Dalke Scientific Software: More science. Less time. Products
[ previous | newer ]     /home/writings/diary/archive/2006/08/22/pyprotocols_for_output_generation

PyProtocols for output generation

I've been doing some experimentation with PyProtocols.

A few years ago I wrote PyRSS2Gen. Most of my other modules are rather domain-specific so by comparison that's proved to be a rather popular download, especially when scaled by development time.

PyRSS2Gen uses a 2-step process for publishing a feed. Make a Python data structure (directly based on the RSS 2.0 data model) then serialize it to the right format.

I believe a data container should know nothing about I/O. The logic for loading and saving should be done elsewhere. My primary reason is to simplify support for alternate formats. That's not a strong argument for PyRSS2Gen because it's designed to emit a single format. Even worse, when done as an external function the output generation logic ends up looking like the data structure, including switch statements to handle polymorphic children correctly.

Hence PyRSS2Gen does not use an external function for output generation. Each class implements a "publish" method which serializes self through a SAX 2 handler. Adding a new data type for an existing slot is simple. Make sure it implements the publish method. If it's a new slot (an extension to the spec) then you'll also have to modify the parent so it knows to call the new child. I faked it in PyRSS2Gen by using a "publish_extensions" method hook.
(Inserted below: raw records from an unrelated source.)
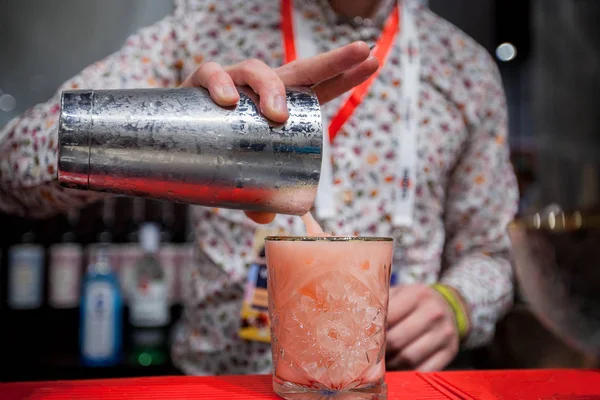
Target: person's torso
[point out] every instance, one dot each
(364, 153)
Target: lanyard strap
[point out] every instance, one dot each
(299, 43)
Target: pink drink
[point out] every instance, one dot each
(328, 299)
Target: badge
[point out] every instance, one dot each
(255, 324)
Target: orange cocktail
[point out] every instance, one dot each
(328, 301)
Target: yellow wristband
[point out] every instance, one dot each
(460, 314)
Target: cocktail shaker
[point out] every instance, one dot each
(178, 145)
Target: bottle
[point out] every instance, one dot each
(104, 238)
(168, 254)
(149, 312)
(65, 269)
(26, 272)
(129, 251)
(149, 306)
(101, 314)
(179, 145)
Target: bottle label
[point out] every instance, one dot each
(128, 256)
(26, 264)
(149, 305)
(255, 307)
(169, 260)
(99, 330)
(184, 272)
(66, 261)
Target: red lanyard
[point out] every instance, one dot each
(384, 44)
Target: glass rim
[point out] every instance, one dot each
(329, 239)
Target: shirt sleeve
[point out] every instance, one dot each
(28, 143)
(482, 199)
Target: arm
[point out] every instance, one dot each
(28, 144)
(482, 200)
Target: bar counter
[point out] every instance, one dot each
(479, 385)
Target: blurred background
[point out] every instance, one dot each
(547, 52)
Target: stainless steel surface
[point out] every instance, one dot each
(558, 269)
(178, 145)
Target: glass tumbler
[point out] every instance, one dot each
(328, 303)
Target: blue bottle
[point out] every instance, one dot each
(101, 314)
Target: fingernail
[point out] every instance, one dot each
(228, 91)
(279, 103)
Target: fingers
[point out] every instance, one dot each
(266, 83)
(334, 87)
(260, 218)
(419, 352)
(310, 71)
(402, 302)
(409, 329)
(213, 77)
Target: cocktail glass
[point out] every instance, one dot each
(328, 303)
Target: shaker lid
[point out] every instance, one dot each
(74, 130)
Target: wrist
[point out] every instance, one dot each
(458, 307)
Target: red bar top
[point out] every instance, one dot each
(480, 385)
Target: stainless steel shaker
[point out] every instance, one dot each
(178, 145)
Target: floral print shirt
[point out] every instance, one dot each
(466, 189)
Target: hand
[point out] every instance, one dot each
(330, 75)
(422, 333)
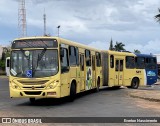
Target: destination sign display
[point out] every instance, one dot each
(35, 43)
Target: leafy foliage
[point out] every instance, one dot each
(119, 46)
(157, 17)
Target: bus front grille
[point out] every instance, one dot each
(32, 82)
(32, 93)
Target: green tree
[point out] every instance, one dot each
(137, 51)
(111, 45)
(157, 17)
(119, 46)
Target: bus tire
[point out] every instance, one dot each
(72, 92)
(98, 84)
(135, 83)
(32, 100)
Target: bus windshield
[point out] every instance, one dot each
(34, 63)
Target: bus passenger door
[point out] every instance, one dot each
(65, 76)
(93, 72)
(119, 73)
(82, 78)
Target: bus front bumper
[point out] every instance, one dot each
(46, 93)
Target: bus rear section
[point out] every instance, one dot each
(149, 64)
(51, 67)
(7, 64)
(119, 69)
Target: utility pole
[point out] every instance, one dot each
(58, 29)
(22, 19)
(44, 18)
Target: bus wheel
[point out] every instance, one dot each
(32, 100)
(72, 92)
(98, 85)
(135, 83)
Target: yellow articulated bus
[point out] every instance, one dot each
(52, 67)
(119, 69)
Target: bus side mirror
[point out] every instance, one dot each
(62, 52)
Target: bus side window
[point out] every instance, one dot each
(98, 59)
(82, 62)
(8, 62)
(112, 61)
(93, 63)
(77, 56)
(130, 62)
(88, 57)
(64, 60)
(72, 56)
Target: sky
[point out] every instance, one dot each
(90, 22)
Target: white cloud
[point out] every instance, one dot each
(99, 45)
(148, 47)
(126, 21)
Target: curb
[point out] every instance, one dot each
(3, 76)
(145, 98)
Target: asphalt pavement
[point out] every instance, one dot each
(151, 93)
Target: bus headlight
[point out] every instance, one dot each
(15, 86)
(53, 84)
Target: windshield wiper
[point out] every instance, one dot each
(39, 59)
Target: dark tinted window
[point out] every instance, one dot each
(151, 63)
(130, 62)
(88, 57)
(140, 62)
(98, 59)
(35, 43)
(112, 61)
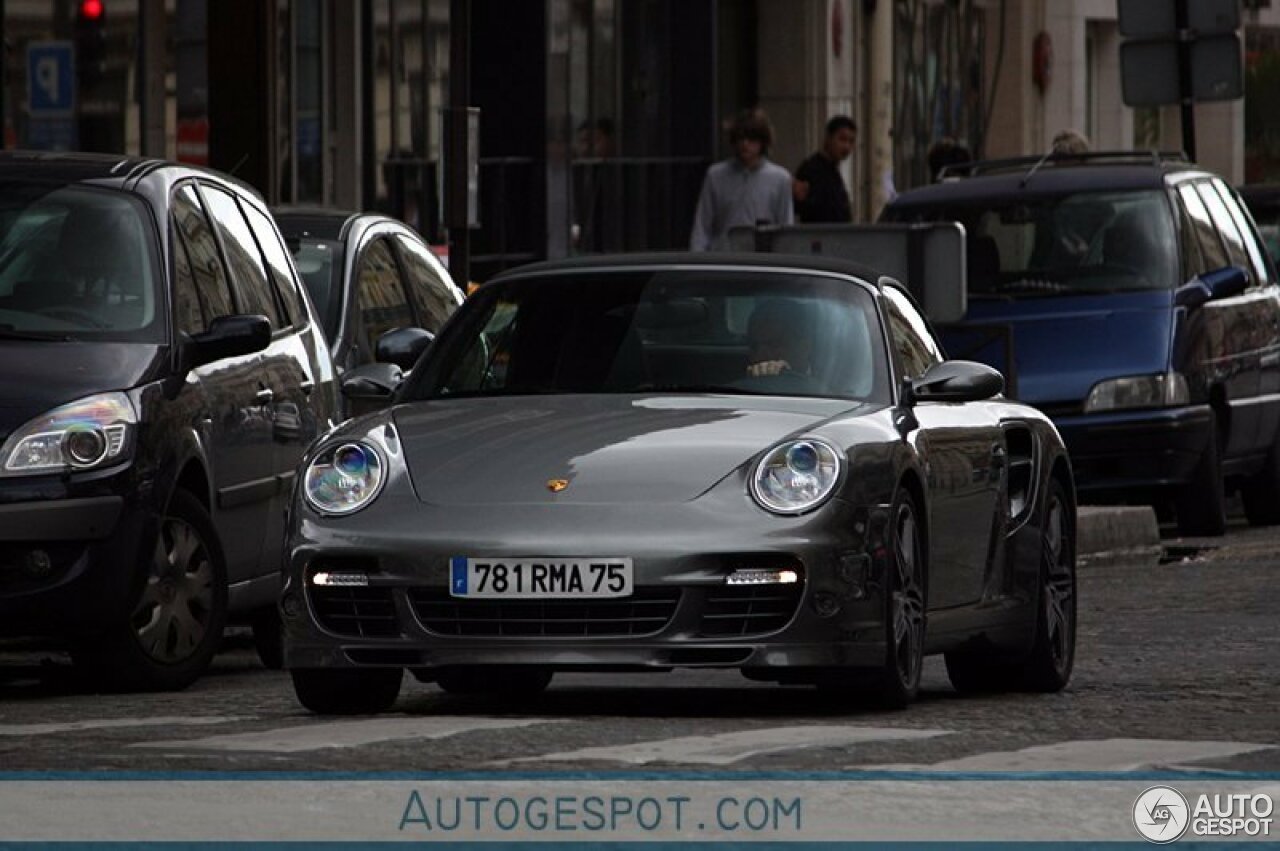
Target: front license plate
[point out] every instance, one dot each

Using PyProtocols I can go back to my prefered style. Because RSS2 is complicated I'll use a subset for my example.

class RSS2(object):
    rss_attrs = {"version": "2.0"}
    element_attrs = {}
    def __init__(self, title, link, items):
        self.title = title
        self.link = link
        self.items = items

class RSSItem(object):
    def __init__(self, title, link, description):
        self.title = title
        self.link = link
        self.description = description

rss = RSS2(
    title = "Andrew's PyRSS2Gen feed",
    link = "http://www.dalkescientific.com/Python/PyRSS2Gen.html",
    items = [
      RSSItem(
         title = "PyRSS2Gen-0.0 released",
         link = "http://www.dalkescientific.com/news/030906-PyRSS2Gen.html",
         description = "Dalke Scientific today announced PyRSS2Gen-0.0, "
                       "a library for generating RSS feeds for Python."),
      RSSItem(
         title = "Thoughts on RSS feeds for bioinformatics",
         link = "http://www.dalkescientific.com/writings/diary/"
                "archive/2003/09/06/RSS.html",
         description = "One of the reasons I wrote PyRSS2Gen was to "
                       "experiment with RSS for data collection in "
                       "bioinformatics.  Last year I came across..."),
      ])
I'm going to convert the data structure into an ElementTree rather than use xml.sax.saxutils.XMLGenerator. What I'll do is adapt nodes to a new "IElement" interface and make a simple way to construct ElementTree nodes which implement that interface. Using "_children" like this suggests it's a no-no. I should probably use append. This is quick hack code.

import sys
from elementtree import ElementTree as etree

import protocols
from protocols import Interface, advise, adapt

class IElement(Interface):
    pass

# XXX READONLY; {} and [] shared default parameters (FAQ 1.4.22)
class SimpleElement(etree._ElementInterface):
    advise(instancesProvide=[IElement])
    
    def __init__(self, tag, attrib={}, text=None, tail=None, children=[]):
        self.tag = tag
        self.attrib = attrib
        self.text = text
        self._children = children
    def __repr__(self):
        return "SimpleElement()"

Here are converter functions from RSS2 and RSSItem to IElement.

def rss2_to_element(rss):
    channel = SimpleElement(
        "channel", rss.element_attrs,
        children = [
             SimpleElement("title", text=rss.title),
             SimpleElement("link", text=rss.link)] + 
             [adapt(item, IElement) for item in rss.items]
        )
    return SimpleElement("rss", rss.rss_attrs, children=[channel])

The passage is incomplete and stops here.